I spent a bit of the morning interviewing Wolfgang Brandner (MPIA) about Astralux, their fast imaging camera (no longer
Lucky Imaging camera since we are going to get everyone using The Thresher). We talked about how the fast cameras work; I learned that they have significant non-linearity and saturation can be a problem. The first has been corrected (how well, I wonder?) and the second we would need to take into account at Threshing. We also discussed the possibility (which is hard to deal with) that the same atmospheric variations that create a non-trivial PSF can also create plate-scale variations. Not sure whether to think about that; we do see some evidence for that in the data we have.

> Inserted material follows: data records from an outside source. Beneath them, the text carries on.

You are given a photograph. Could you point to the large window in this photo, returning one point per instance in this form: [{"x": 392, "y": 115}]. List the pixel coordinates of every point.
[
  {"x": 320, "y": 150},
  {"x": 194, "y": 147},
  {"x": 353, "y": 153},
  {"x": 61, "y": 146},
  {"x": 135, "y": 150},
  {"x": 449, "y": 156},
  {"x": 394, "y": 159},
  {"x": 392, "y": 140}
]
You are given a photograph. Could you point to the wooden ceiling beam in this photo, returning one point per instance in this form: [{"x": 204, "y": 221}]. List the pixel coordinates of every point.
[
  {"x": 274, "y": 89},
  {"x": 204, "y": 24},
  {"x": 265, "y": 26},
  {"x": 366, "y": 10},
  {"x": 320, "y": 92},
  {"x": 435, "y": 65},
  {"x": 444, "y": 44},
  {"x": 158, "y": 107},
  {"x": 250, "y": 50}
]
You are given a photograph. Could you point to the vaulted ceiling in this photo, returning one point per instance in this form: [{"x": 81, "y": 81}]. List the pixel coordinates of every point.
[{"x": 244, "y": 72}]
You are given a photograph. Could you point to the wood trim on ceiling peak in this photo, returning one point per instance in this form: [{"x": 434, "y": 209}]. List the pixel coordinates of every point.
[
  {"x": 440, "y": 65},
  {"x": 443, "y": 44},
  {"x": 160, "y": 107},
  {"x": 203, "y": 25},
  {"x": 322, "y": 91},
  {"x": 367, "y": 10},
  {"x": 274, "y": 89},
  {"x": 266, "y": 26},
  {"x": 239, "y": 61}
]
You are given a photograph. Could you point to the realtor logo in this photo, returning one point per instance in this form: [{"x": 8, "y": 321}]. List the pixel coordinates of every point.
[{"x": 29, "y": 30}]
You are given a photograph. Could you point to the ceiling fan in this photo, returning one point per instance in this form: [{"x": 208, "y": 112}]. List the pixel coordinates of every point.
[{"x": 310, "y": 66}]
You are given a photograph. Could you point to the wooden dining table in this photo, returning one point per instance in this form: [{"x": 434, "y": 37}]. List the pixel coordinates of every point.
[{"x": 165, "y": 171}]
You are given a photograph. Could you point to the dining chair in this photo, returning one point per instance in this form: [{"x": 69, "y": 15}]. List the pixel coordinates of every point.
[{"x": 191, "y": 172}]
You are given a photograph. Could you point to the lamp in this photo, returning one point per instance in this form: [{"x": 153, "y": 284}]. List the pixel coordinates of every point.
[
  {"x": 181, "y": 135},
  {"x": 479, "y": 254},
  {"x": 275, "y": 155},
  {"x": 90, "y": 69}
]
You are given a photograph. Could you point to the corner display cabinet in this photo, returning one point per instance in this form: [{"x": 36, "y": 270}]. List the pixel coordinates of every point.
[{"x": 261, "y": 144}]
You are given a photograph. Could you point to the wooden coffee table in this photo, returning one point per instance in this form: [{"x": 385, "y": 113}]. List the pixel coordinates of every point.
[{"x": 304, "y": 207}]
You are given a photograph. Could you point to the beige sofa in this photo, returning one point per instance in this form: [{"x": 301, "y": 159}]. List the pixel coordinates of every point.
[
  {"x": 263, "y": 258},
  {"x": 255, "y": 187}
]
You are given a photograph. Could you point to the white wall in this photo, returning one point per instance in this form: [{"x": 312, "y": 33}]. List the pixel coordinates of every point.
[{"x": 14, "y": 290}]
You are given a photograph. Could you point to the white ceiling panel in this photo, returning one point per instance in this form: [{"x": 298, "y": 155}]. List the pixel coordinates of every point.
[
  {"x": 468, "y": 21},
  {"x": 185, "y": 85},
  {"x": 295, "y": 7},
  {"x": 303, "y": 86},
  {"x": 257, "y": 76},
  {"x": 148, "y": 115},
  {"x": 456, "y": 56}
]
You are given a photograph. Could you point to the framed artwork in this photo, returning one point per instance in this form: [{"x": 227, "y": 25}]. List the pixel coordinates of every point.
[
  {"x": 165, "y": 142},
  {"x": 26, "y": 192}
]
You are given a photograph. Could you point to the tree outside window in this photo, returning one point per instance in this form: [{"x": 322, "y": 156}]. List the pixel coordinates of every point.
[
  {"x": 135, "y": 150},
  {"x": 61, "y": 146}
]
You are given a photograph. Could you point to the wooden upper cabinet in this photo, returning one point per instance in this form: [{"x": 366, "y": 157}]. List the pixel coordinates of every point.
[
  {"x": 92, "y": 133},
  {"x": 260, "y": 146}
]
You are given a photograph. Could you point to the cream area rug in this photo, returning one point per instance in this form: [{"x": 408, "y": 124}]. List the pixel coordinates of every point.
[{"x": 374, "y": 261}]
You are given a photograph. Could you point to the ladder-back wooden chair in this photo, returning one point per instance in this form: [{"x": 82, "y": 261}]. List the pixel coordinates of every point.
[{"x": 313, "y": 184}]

In the afternoon Hans Kjeldsen (Aarhus) gave a very nice seminar about Kepler. He showed that they can use helioseismology to determine the fraction of hydrogen burning that has completed inside a star; that is, as a clock! He showed nice results on exoplanets too, including surprising albedo measurements and a demonstration that multi-planet systems
draw their planets from a different distribution than single-planet systems. That's nice. He said that in exchange for a mission extension, the Kepler team is giving away all the data with no proprietary period, starting soon. That might have a big impact on my activity in the next year!
I spent the weekend—in transit to Heidelberg and in the garden there—trying to spec out the least complicated possible project demonstrating that hierarchical inference beats averaging for weak-lensing shear-map measurement. Today I was at MPIA, my summer home, where I will be in residence for July and August. I showed off The Thresher to the PanSTARRS team at MPIA, and then spent the afternoon struggling with Python with Rory Holmes. We are very close to resubmitting our self-calibration paper, which shows that some imaging survey strategies are much better than others. Holmes and I also talked about the next projects, which involve more realistic survey strategies for Euclid and BigBOSS and also methods that will permit simultaneous self-calibration of the flatfield, of intra-pixel variations in sensitivity, of the astrometric mapping, and of the point-spread function.
I spent the afternoon in Amsterdam talking one-on-one with people about Gaussian processes. There are a lot of time-domain projects in astrophysics that involve both stochastic and quasi-periodic variability. Aside from eclipsing binaries, almost no variables are perfectly periodic. Indeed even eclipsing binaries are complicated if the members of the binary are themselves stochastically variable. Gaussian processes are among the simplest methods for modeling stochastically varying and quasi-periodically varying objects, but the simplicity is only visible once you have confronted some conceptual blocks! It is simultaneously very simple and not obvious that you can think of your entire data set as a single draw from an enormous, multi-variate Gaussian (or even better, a finite-dimensional sampling of an infinite-dimensional one). Once you make that leap—the leap of seing not each point as being a Gaussian draw but the whole data set as being a Gaussian draw—you get a huge amount of power to describe non-trivial phenomena in the time domain.